June 17, 2014 I attended the first meeting along with 13 other local residents. Chamber of Commerce refused to notice business owners and does not support the proposed development project. Friendship Shelter staff attempted to manage the narrative to discuss only the merits and positive statistics of those successful projects of permanent housing facilities in other cites and states. Statistics were quoted from the state of Maine. Failed models and failed programs were not discussed. No admission of risks or possible problems were mentioned from other facilities. Friendship Shelter executive staff spoke of the project as if the location had already been determined and these community forums were limited in scope to address questions and concerns regarding the model and the program. FS claimed to not have a concept design plan though others admitted to having seen the proposed development plan in size and scope, which gave cause for the proposed site to be staked. Concerns to address the proposed location in the canyon, having serious safety issues of unintended consequence to human life by not having a pedestrian path, floodplain, fire hazard and being far away from city services of basic human needs of grocery store, post office, police, fire or hospital. The overwhelming response from residents attending was unfavorable.

The second June 19 meeting was standing room only of approximately 40-45 concerned canyon & city residents along with PMMC, LOF, VL members in attendance. The evening began with a presentation and taking questions from the audience about the program. The focus changed quickly from the executive director attempting to guide the narrative to exclusively discuss only the merits of the program to the citizen clamor to alter the discussion to address their major concern of proposing use of the rural canyon to build a 2-3 story apartment complex.

Despite the effort of the executive director and her staff to sell and spin this project, by using emotion of story telling to give faces and names to the local homeless. The residents regained the floor to address major safety concerns of the proposed location referencing the irresponsible notion to place our most vulnerable mentally disabled in harms way, deep in the canyon, without a safe pedestrian path. Flood, fire, lack of police and fire, hospital, pharmacy while having only rural lighting without a pedestrian walking path.

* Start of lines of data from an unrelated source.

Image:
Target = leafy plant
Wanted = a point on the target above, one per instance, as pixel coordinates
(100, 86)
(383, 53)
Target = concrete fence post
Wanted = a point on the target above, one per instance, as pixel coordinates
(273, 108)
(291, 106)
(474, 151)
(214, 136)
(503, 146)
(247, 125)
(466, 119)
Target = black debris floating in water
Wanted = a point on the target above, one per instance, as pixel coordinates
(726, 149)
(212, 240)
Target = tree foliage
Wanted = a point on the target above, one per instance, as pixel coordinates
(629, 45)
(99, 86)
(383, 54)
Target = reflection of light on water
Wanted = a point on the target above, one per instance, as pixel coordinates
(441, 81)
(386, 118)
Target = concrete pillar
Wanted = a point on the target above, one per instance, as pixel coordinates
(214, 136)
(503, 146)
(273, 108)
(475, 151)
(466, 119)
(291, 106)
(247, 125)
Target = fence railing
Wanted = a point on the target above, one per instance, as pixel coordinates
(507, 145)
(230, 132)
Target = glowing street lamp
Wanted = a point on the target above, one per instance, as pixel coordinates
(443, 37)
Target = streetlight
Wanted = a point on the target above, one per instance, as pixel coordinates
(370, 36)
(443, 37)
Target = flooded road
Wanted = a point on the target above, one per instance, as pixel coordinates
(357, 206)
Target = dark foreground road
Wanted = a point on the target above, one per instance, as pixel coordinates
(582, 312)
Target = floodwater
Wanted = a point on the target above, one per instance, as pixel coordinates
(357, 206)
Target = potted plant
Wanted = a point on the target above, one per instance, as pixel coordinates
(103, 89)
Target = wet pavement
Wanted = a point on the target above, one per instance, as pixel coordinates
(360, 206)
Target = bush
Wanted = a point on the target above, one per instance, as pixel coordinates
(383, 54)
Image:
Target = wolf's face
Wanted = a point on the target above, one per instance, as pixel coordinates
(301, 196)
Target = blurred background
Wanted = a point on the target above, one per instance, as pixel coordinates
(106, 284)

There is overwhelming community agreement Laguna Beach suffers a homeless problem. The Friendship Shelter is hired to manage the ASL; however, unfortunately have not proven they can effectively manage, maintain the safety or security of the ASL to a degree of satisfaction. Note recent stabbing in news! The ASL in the canyon has created an ongoing safety issue. Residents shared stories of dealing with transients and a 40-unit apartment shelter in the canyon is not being sensitive to either the safety nor myriad of environmental concerns.

The safest and most environmentally sound location for the proposed facility would be on city owned property closer to downtown. The city owned lot formerly sited for the large parking structure on Forest Avenue & Broadway at the village entrance would increase funding by 40% by having disabled housing built within 1.3 miles of downtown enabling disabled residents easy access to amenities. The safety issue will be solved having nearby access to police, fire, proximity to Mission Hospital, doctors, pharmacy, post office, groceries, disabled pedestrian crossing paths, making this a well suited location that was formerly unavailable when Friendship Shelter was considering available city owned property.

Since the village entrance has not yet been designed, this permanent supportive housing project could easily be incorporated into the village entrance model. FSI was agreeable in noticing the considerable benefit of using this location for the development of their disabled housing project. In fact, they were encouraged by the suggestion since funding would be significantly increased by 40 percent for the project being nearby downtown.